I’m late to the game getting to this subject, but I took some time for renewal and reflection to dig deep and think about how I wanted to move forward after having such an awful year. My 2013 sucked. Bad. It’s safe to say that by the end of it I had completely lost myself and any direction I may have had prior to the start of the year. This changes now.
Some moleskine reflections:
- No year ever gets worse – I just keep putting more and more demands on myself of an ever increasing intensity year in, year out.
I know I’m not alone, the ease at we as a society compare ourselves to others is the fuel behind this. Seeing something else in someone else and attempting to manifest in ourselves, is much easier to say, much easier to dream, but much HARDER to do. Duh! We almost always have the audacity to dream of the success and rationalize the reason for the change, but rarely do we have the audacity for attaining that dream. Don’t know what I mean? Try surfing through Facebook, I’m willing to bet you will quickly catch yourself comparing your own achievements to the posts you may find on there, whether they be from a successful businessman, a professional athlete, adventurer, newly wed, homeowner, your friends etc. Anyone your brain can deem “ahead” of you in the points race of life so to speak. I am 100% guilty. Trouble is, you can only run one race at a time. Our own comparisons in our now fast paced electronic fueled lives compound on this guilt by signing us up to run in more than one race, effectively putting more expectation and potential for failure on our plates, let alone the added time and effort. It’s draining, it’s detrimental. I digress. My point is: maybe the year wouldn’t be so bad if we didn’t have such high expectations and didn’t foolishly sign ourselves up for more than we are capable of in the first place. I’m not saying decrease your ambition or don’t do whatever it is that you want to do, but let’s see what would happen this time around if we ran one race effectively. A points race that has all of our heart and soul, with maximal effort, that is acutely adaptive to life, and has the needed audacity to see it through. What im boiling all of this down to is this: do what you love and live a simpler life. To quote Albert Einstein “Everything should be made as simple as possible, but no simpler.”
- 2013 crap
I have spent months cleaning up financial issues within my family. Family over everything.
I spent a lot of time and money to end up exactly where I started when it comes to training. Even when I was training with 10% of the focus I used to I still tried to grind out workouts, hyped up on optimism and not realism. My nervous system was destroyed and I ended up injuring my knee.
I was distracted. I was trying to move mountains by strengthening my relationship and giving my all to make peace and a solid foundation at the cost of my own life (professionally and socially). I performed poorly at work and I started to lose my local friends.
My relationship fell apart. Completely silly and most likely inevitable, but it left a massive mark on me and taxed my ability to focus and think for the majority of the year. I believed this person would be with me for forever, god damn I was wrong. No longer will this person live rent free in my brain.

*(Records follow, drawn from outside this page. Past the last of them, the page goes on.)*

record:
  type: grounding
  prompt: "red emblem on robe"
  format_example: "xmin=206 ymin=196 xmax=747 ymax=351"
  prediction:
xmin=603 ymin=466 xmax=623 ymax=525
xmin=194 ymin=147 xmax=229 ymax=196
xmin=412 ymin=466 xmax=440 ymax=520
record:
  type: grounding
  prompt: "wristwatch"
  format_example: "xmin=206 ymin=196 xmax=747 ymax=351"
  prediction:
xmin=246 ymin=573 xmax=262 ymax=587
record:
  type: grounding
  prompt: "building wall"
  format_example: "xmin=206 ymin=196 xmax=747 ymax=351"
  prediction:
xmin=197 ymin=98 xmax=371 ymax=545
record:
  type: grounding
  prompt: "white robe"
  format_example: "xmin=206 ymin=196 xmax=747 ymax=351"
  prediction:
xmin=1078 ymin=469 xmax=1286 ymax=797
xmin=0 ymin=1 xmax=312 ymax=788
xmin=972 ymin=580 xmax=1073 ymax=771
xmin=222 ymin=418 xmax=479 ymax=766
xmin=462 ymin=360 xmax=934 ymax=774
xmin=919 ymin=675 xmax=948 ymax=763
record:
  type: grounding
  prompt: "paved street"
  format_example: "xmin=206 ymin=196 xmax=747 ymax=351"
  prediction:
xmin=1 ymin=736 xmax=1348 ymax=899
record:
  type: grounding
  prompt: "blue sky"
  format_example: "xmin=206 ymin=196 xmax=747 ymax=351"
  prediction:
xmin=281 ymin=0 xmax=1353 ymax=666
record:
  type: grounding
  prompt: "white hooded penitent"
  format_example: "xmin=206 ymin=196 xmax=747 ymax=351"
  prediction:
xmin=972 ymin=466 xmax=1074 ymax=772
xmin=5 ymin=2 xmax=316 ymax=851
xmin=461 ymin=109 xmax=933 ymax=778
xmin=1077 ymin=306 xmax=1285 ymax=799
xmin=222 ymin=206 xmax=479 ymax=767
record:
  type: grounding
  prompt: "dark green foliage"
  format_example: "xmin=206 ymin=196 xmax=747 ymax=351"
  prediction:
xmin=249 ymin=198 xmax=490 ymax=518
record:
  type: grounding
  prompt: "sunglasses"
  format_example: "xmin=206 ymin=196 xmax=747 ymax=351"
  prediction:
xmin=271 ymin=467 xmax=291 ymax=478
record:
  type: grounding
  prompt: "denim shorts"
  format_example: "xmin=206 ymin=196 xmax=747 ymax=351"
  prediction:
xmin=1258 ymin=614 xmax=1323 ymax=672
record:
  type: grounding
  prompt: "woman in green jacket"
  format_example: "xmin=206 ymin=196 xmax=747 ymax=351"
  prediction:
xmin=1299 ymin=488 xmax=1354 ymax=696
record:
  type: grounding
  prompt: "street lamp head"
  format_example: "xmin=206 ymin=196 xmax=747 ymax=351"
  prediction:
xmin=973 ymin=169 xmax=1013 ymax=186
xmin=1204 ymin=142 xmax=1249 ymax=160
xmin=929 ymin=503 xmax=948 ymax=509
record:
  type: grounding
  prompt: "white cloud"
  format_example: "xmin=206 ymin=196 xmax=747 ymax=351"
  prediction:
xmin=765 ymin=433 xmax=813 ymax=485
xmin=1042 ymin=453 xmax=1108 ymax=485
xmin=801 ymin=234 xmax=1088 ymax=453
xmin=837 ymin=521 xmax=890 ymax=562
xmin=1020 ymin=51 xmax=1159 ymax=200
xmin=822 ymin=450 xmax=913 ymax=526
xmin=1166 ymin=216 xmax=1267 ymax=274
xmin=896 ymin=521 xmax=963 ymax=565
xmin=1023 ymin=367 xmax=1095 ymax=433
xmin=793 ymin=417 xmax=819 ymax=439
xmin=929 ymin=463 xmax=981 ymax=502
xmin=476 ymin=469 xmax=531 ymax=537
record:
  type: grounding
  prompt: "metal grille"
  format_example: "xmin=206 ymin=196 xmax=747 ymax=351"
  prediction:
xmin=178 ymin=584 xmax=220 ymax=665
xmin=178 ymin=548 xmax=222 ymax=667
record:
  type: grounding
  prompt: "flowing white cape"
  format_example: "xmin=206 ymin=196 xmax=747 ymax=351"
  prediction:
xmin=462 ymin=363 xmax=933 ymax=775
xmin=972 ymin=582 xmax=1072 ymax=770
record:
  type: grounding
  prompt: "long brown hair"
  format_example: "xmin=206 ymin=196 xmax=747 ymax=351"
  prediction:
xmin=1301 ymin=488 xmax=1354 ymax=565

I was tested heavily on my dream of being a trader. Extreme measures had to be taken to not capitulate; the family matters only made this worse, the long run will tell us more. Emotionally this battle is over, but I am still picking up the pieces so to speak.
I rushed my biggest decisions of the year. Who I was going to live with and should I fix my dead jeep to name a couple.
I chased a business opportunity that has led me to nowhere but hot air land.
My biggest client, with the most upside potential for me to pull myself out of the hole decided to cease all business with my company on December 31st.
I never took a break. – My biggest mistake of them all.
I really don’t have much success from this year to talk about other than I am still here, I have minimal debt, and I met a friend who I hope will be with me forever.
It doesn’t make sense, I tried to make sense of it Plan all you like, practice good health and karma, be kind to puppies, life will fuck your shit up. However, I am a marketable man, with my own skillset, and my own ambition. I am fully capable of starting my climb back up from what seems to be the bottom.
So lets make some rules going forward in to 2014.
Don’t ever get attached or emotional over any kind of plan or idea. Take a step back. Go forward with a clear, settled, adaptive mind. Shit happens. Opportunities are created.
When something extensively hurts or requires too much effort. I’m going to stop doing it. That’s right B. A tasteful balanced life is ahead.
Be prepared to make the right decision, as vague as this is, It is the most important. As CEO of yourself, you have to look after yourself and your world. Make sure you are making the RIGHT decision and not the emotional or popular decision.
In 2014 I am going to do whatever the FUCK I want to do!